Campbell’s office claims the company does not adequately disclose the mechanics of the agreement, with sales representatives suggesting the company would share in the loss if property values depreciate. Instead, the attorney general argues, Hometap’s investment is insulated, and homeowners will pay back more than they receive from the company.
Hometap attorneys argue that their home equity products are just option contracts, rather than loans. The attorney general’s interpretation of terms of the contract as creating a reverse mortgage, Hometap wrote, is “nonsensical.”
There is no required repayment in the HEI contract, Hometap notes. This contract gives Hometap a right to purchase a percentage stake in the property under certain conditions, the company’s attorneys wrote in the motion to dismiss. If the company exercises that option, according to the motion, it becomes partial owner of the property and is then entitled to proportionate proceeds from the home’s sale.
The attorney general’s claims depend on the Hometap agreements counting as loans, because Campbell’s office is arguing that they violate regulations to make sure that loans are fair and marketed honestly. But because Hometap argues that the product is merely an option, its attorneys say holding them to standards meant for loans would be inappropriate.
“Hometap firmly stands by the integrity of our products, which provide Massachusetts homeowners with alternative and flexible financial products and further our mission of making homeownership more accessible,” a spokesperson for the company said in an emailed statement. “We look forward to the discovery process, which we are confident will introduce facts that further reinforce the strength of our position.”
Campbell’s office cheered the opportunity to press forward with the case.
“My team and I are pleased by the court’s decision and look forward to continuing this critical litigation to protect Massachusetts homeowners from Hometap’s harmful practices,” Campbell said in an emailed statement.
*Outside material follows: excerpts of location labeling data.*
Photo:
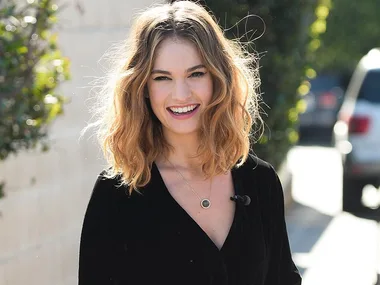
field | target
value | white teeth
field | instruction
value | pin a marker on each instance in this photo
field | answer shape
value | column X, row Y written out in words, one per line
column 184, row 109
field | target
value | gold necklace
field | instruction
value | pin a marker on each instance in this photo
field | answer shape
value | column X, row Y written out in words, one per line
column 205, row 202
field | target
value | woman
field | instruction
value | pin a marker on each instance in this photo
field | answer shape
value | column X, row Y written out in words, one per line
column 183, row 201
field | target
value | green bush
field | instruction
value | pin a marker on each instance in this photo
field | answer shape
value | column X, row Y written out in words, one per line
column 280, row 34
column 31, row 68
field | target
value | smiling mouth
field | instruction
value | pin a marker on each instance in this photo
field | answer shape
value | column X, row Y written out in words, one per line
column 178, row 111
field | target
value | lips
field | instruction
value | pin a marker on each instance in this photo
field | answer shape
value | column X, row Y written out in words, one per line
column 183, row 110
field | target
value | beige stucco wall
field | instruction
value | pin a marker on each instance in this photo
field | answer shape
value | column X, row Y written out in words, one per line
column 47, row 193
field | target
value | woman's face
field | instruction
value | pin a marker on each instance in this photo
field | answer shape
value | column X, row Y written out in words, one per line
column 179, row 87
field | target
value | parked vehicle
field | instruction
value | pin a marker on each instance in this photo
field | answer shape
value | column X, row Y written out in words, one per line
column 322, row 104
column 357, row 131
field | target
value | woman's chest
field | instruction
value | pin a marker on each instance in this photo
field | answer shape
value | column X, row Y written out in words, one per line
column 169, row 244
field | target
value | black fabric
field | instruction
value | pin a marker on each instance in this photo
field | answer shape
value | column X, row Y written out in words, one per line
column 149, row 239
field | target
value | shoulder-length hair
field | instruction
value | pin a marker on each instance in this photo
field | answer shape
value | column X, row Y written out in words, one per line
column 129, row 133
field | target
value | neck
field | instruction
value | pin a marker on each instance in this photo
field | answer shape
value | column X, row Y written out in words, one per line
column 184, row 154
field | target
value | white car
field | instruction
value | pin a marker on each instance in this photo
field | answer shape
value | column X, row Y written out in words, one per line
column 357, row 132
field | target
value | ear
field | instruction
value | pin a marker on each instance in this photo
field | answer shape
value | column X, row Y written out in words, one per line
column 146, row 92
Though some states like Massachusetts – and HEI companies themselves – are exploring what regulations might look like for these products, HEIs are essentially unregulated, Squires-Lee noted in her decision, regardless of any pending legislation. Without a HEI-specific regulatory framework, she wrote, the state can use what it has as a metric. “It is not inappropriate to measure the HEI against statutes and regulations protecting homeowner mortgagees or other consumer borrowers,” she wrote.
Washington state has commissioned a formal study on the products, while Connecticut, Illinois, and Maryland have recently passed laws that regulate HEIs like typical mortgages.
In Massaachsetts, state Rep. Daniel Cahill of Lynn and state Sen. John Cronin of Fitchburg have filed bills this session requiring a licensing system for shared equity investors of residential property.
The bills define a “shared equity investment” as a transaction in which a sum of money is granted to a homeowner in exchange for an equity stake in the homeowner’s residential property or a future obligation to pay back the sum plus interest. Broadly, private companies could not act as a shared equity investor in more than 12 residential properties in one year without a license from the Massachusetts commissioner of banks.
The commissioner would be tasked with assessing each license applicant, to make sure that the business operate “honestly, fairly, soundly and efficiently in the public interest.”
Both the House and Senate bills were referred to the financial services committee in February, with no hearings scheduled or held. And both seek to settle one core question in the burgeoning industry: that HEIs are “not a mortgage loan or other form of loan.”